Calhoun's in Pigeon Forge was very good, as was Bullfish Grill. Old Mill ok....an unbelievable amount of food, kind of a waste on me. Smokin Ed's everyone liked though I'm not a spare ribs gal, to much fat and waste. Flap Jacks pancake cabin, good and reasonable breakfast.  Bubba Gumps way over priced.  Del's Italian Family Restaurant, in Sevierville, good, a bit greasy but good.


----------



## rachel1998 (Mar 30, 2011)

We loved the Old Mill. Great fried chicken, in fact everything eas wonderful. I didn't feel it was a tourist trap at all.


----------



## dougp26364 (Mar 30, 2011)

rachel1998 said:


> We loved the Old Mill. Great fried chicken, in fact everything eas wonderful. I didn't feel it was a tourist trap at all.



I guess when I say tourist trap restaurant, I'm refering to the fact it's more designed to attract tourists vs locals.
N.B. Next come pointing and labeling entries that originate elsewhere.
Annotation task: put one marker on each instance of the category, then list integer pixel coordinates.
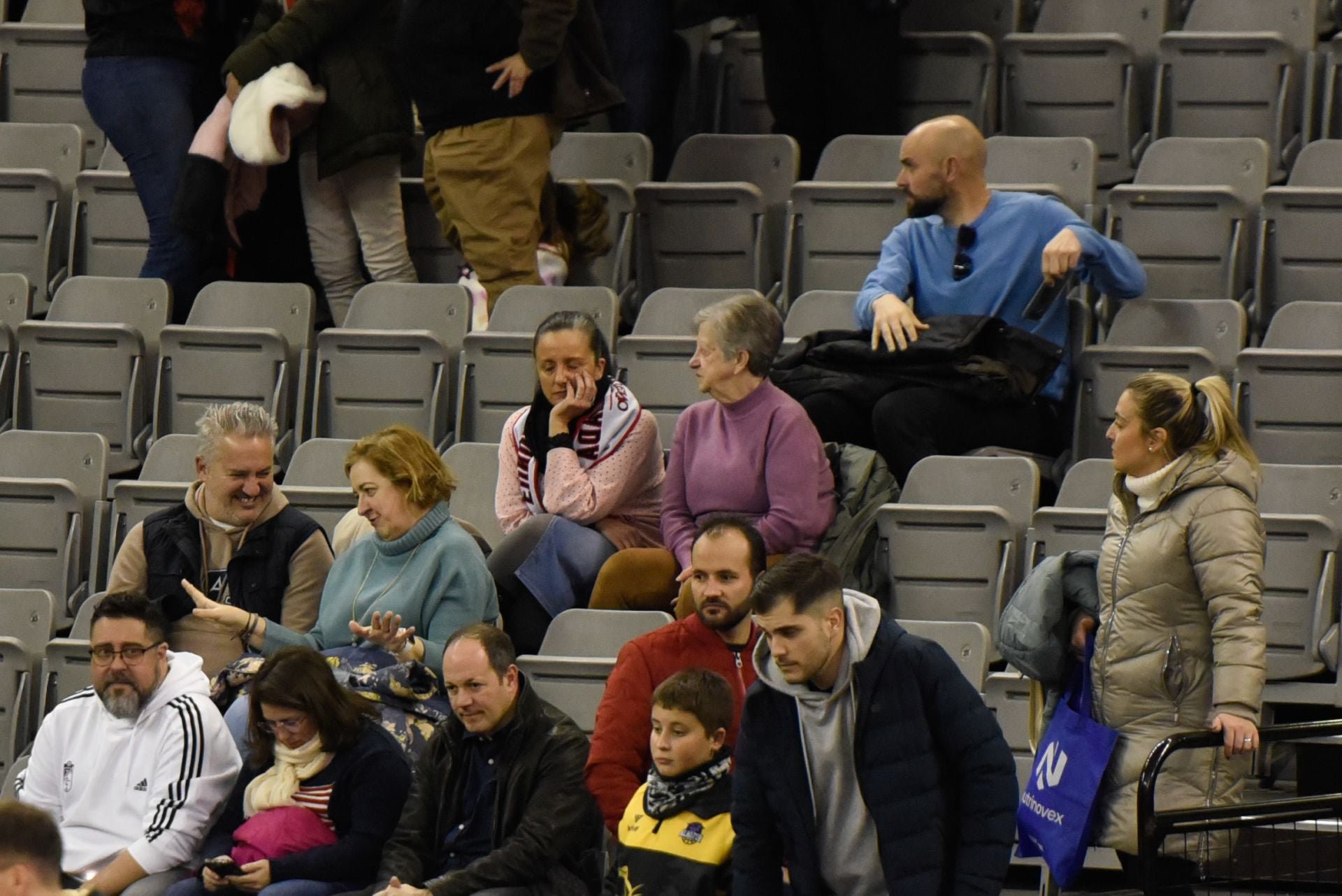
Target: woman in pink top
(580, 477)
(749, 451)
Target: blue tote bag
(1057, 811)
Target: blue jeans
(148, 108)
(194, 887)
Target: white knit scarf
(277, 785)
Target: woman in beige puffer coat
(1178, 644)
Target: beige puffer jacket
(1180, 637)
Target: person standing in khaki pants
(494, 82)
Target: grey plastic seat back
(1191, 340)
(394, 361)
(819, 310)
(655, 359)
(721, 219)
(1250, 51)
(968, 644)
(1063, 166)
(598, 633)
(1301, 232)
(1076, 519)
(624, 157)
(30, 616)
(741, 105)
(38, 168)
(860, 157)
(1190, 215)
(475, 465)
(435, 261)
(54, 13)
(109, 233)
(1292, 386)
(521, 309)
(43, 74)
(953, 542)
(945, 73)
(242, 342)
(90, 365)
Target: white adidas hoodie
(152, 785)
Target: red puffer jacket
(621, 758)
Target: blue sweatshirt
(918, 255)
(434, 576)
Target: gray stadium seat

I call Paula Dean's Lady and Two Son's restaurant the same thing. Sure it's decent food (depends on if you're already accustomed to southern cooking) but, it attracts more tourist because of it's name recognition and or uniqueness. To me, Old Mill fits that bill with it's design and advertising. It's designed to attract tourist and it does a good job of it.
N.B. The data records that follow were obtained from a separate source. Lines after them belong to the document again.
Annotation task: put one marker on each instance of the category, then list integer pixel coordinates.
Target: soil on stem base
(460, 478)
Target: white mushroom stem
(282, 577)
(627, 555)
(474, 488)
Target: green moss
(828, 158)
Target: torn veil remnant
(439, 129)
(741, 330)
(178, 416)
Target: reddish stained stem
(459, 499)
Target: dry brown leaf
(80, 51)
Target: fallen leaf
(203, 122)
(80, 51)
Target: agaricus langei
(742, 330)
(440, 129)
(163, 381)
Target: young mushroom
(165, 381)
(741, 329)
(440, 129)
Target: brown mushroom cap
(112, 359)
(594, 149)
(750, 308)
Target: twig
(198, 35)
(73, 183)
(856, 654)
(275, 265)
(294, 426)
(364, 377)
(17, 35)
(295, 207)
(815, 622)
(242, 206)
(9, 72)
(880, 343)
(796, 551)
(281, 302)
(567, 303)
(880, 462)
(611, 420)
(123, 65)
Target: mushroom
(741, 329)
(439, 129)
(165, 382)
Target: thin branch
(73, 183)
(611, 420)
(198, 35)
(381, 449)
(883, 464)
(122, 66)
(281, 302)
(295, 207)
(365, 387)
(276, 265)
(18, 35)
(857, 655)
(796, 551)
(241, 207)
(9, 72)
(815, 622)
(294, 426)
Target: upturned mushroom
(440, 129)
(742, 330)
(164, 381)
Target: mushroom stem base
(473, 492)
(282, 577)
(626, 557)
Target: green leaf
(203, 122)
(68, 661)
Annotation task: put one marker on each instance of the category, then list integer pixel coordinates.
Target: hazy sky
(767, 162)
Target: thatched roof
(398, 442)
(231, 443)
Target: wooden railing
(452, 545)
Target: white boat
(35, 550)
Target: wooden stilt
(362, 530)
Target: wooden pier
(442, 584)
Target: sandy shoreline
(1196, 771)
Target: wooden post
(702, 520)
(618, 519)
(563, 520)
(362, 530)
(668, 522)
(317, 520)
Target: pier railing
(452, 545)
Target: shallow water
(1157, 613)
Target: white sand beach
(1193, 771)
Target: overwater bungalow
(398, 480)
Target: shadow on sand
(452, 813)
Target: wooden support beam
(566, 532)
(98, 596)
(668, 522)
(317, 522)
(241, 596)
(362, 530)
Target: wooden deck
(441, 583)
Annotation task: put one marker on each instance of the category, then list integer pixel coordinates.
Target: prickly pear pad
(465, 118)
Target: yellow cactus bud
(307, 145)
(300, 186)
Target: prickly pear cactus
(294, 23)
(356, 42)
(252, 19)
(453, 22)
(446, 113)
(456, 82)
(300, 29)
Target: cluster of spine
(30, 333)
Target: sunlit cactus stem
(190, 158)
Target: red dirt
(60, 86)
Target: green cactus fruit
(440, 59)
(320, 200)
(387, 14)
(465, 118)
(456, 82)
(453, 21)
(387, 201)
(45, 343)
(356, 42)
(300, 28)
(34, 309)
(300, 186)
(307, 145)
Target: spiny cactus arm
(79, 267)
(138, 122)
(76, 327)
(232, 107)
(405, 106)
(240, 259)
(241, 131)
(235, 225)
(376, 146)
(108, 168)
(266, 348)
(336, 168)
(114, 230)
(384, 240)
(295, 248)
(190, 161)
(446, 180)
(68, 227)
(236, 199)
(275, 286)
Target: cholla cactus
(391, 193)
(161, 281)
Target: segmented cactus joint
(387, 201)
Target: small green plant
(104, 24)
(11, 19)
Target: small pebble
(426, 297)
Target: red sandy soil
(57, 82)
That's not to say all tourist trap restaurants are poor choices. When you eat at Paula Dean's, there is always a line and, it's not typically locals that are in line, it's tourists. Lamberts, the home of throwed rolls in Ozark, MO (north of Branson) is another such restaurant. Heck, Lamberts even brings in bus load of tourists. Again, the foods not bad but, it's the atmosphere that brings 'em in. 

Even a tourist trap restaurant must have good food and decent service. Without good food, I don't care how unique the restaurant is, it will go under. Take a look at entries into this catagory such at the Motown restaurant chain or even ESPN Zone restaurants. The food was very mediocre, the prices high and the service lacking (IMHO).

Old Mill has been around for awhile so, the food and service has to be good enough to keep the tourists coming back for the unique atmosphere. It makes them stand out and makes the experience a little more fun. For us we did not find the food all that exciting but, I grew up with southern cooking so, I tend to be a little more particular about my fried chicken or chicken fried steak.


----------